Installation in practice

The simplest method is the official APT repository. On every Proxmox node:

# Place GPG key
mkdir -p /etc/apt/keyrings
curl -fsSL https://truenas.github.io/truenas-proxmox-plugin/apt/pubkey.gpg \
  -o /etc/apt/keyrings/truenas-proxmox-plugin.gpg

# Write deb822 source
cat >/etc/apt/sources.list.d/truenas-proxmox-plugin.sources <<'EOF'
Types: deb
URIs: https://truenas.github.io/truenas-proxmox-plugin/apt/
Suites: bookworm
Components: main
Architectures: amd64
Signed-By: /etc/apt/keyrings/truenas-proxmox-plugin.gpg
EOF

# Install
apt update && apt install -y truenas-proxmox-plugin

On PVE 9.x (Trixie-based) use Suites: trixie instead of Suites: bookworm.

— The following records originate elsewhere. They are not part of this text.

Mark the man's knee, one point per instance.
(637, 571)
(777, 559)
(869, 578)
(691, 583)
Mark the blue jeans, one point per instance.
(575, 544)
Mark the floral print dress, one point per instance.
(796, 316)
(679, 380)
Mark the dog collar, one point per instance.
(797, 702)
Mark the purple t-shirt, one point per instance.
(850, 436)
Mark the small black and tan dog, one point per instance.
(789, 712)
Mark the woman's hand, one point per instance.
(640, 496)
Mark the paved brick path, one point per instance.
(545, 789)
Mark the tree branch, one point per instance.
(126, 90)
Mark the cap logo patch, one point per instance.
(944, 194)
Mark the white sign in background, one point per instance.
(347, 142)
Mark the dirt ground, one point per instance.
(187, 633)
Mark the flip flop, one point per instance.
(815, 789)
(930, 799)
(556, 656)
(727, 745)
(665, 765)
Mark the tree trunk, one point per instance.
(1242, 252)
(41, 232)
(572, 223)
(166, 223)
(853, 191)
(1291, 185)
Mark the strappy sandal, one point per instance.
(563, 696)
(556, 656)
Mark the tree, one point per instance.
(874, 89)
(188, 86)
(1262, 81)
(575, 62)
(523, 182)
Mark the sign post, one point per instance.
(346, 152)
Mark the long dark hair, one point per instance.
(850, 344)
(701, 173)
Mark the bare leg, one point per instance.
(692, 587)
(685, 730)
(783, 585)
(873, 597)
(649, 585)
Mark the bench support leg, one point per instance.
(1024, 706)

The TrueNAS side needs the following before the first storage attachment:

  1. Create a dataset for Proxmox volumes, e.g. tank/proxmox, with compression and atime=off
  2. Enable the iSCSI service under System Settings → Services
  3. Create an iSCSI target under Shares → Block Shares (iSCSI) → Targets (mode iSCSI, optional CHAP)
  4. Generate API key under Credentials → Local Users → root → API Key (or better: a dedicated proxmox-api user)

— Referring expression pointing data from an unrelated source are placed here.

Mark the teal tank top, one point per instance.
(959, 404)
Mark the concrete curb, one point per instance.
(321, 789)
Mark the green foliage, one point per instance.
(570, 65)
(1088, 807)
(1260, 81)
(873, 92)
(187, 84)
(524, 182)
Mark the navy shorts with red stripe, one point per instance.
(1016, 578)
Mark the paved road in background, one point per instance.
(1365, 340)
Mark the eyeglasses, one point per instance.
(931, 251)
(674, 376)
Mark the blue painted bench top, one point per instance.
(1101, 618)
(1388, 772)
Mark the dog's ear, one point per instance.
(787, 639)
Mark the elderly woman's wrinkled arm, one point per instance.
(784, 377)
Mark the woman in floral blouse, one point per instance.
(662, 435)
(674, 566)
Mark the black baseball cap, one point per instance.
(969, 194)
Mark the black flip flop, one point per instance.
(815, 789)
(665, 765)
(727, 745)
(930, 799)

Then add a storage entry in Proxmox /etc/pve/storage.cfg:

truenasplugin: truenas-storage
    api_host 192.168.1.100
    api_key 1-your-truenas-api-key-here
    target_iqn iqn.2005-10.org.freenas.ctl:proxmox
    dataset tank/proxmox
    discovery_portal 192.168.1.100:3260
    content images
    shared 1

All paths from the official Wiki.

Migrating from the BoomshankerX plugin

If you already run BoomshankerX: the official plugin uses a different storage type (truenasplugin instead of truenas), and the configuration files are not binary-compatible. For a migration we recommend:

  1. Document the existing storage definition (pvesm status, cat /etc/pve/storage.cfg)
  2. Back up VMs with a migration snapshot — switching the storage driver is not an in-place operation
  3. Remove the BoomshankerX plugin (apt purge proxmox-truenas-native or proxmox-truenas)
  4. Install the official plugin (see above)
  5. Add a new storage entry of type truenasplugin, remove the old one
  6. Move disks via qm move-disk from old to new — snapshots are lost, document them beforehand
  7. Smoke tests with a test VM, then move productive VMs

In a typical mid-sized environment (5–20 VMs) this is a 2–4 hour maintenance window. Anyone planning to use NVMe/TCP needs PVE 9.x anyway — that’s typically the natural moment for the plugin switch.

What’s still missing

Honest list of gaps as of 29 April 2026:

  • No official production-ready statement — docs still say “in active development, not fully tested”
  • No Enterprise support — TrueNAS Community Edition only, Enterprise on the roadmap
  • No native PVE WebUI configuration — expected with PVE 9.1, no official date
  • TPM disk storage on iSCSI/NVMe/TCP remains limited: the general TPM snapshot bug (#4693) was fixed in PVE 9.1 — but only for qcow2 TPM disks on SMB/NFS. For iSCSI direct targets the bug is still open (Bug #3662). Workaround: an additional NFS share on TrueNAS for TPM data
  • No direct migration path from the BoomshankerX plugin — manual move required

DATAZONE recommendation

Switch now if:

  • You are planning a greenfield setup with Proxmox VE 9.x and TrueNAS SCALE 25.10+
  • You want to use NVMe/TCP — only the official plugin offers it
  • You run test/staging environments where “active development” is acceptable
  • You operate clusters with heavy snapshot use — the ZFS snapshot integration is much better than LVM snapshots on classic iSCSI

Wait if:

  • Productive environments with enterprise support requirements — until the plugin is officially marked production-ready
  • Existing BoomshankerX installations that run stably and don’t need NVMe/TCP — no pressure to migrate now
  • You want to wait for native WebUI integration — without an official date, observe 1–2 releases first

We have been testing the plugin in our own lab setups since the 2.0.x series and advise our TrueNAS customers on migration timing. For productive switches we typically suggest combining TrueNAS 25.10 + PVE 9.x + plugin in a single dedicated maintenance window — instead of three separate steps spread across weeks.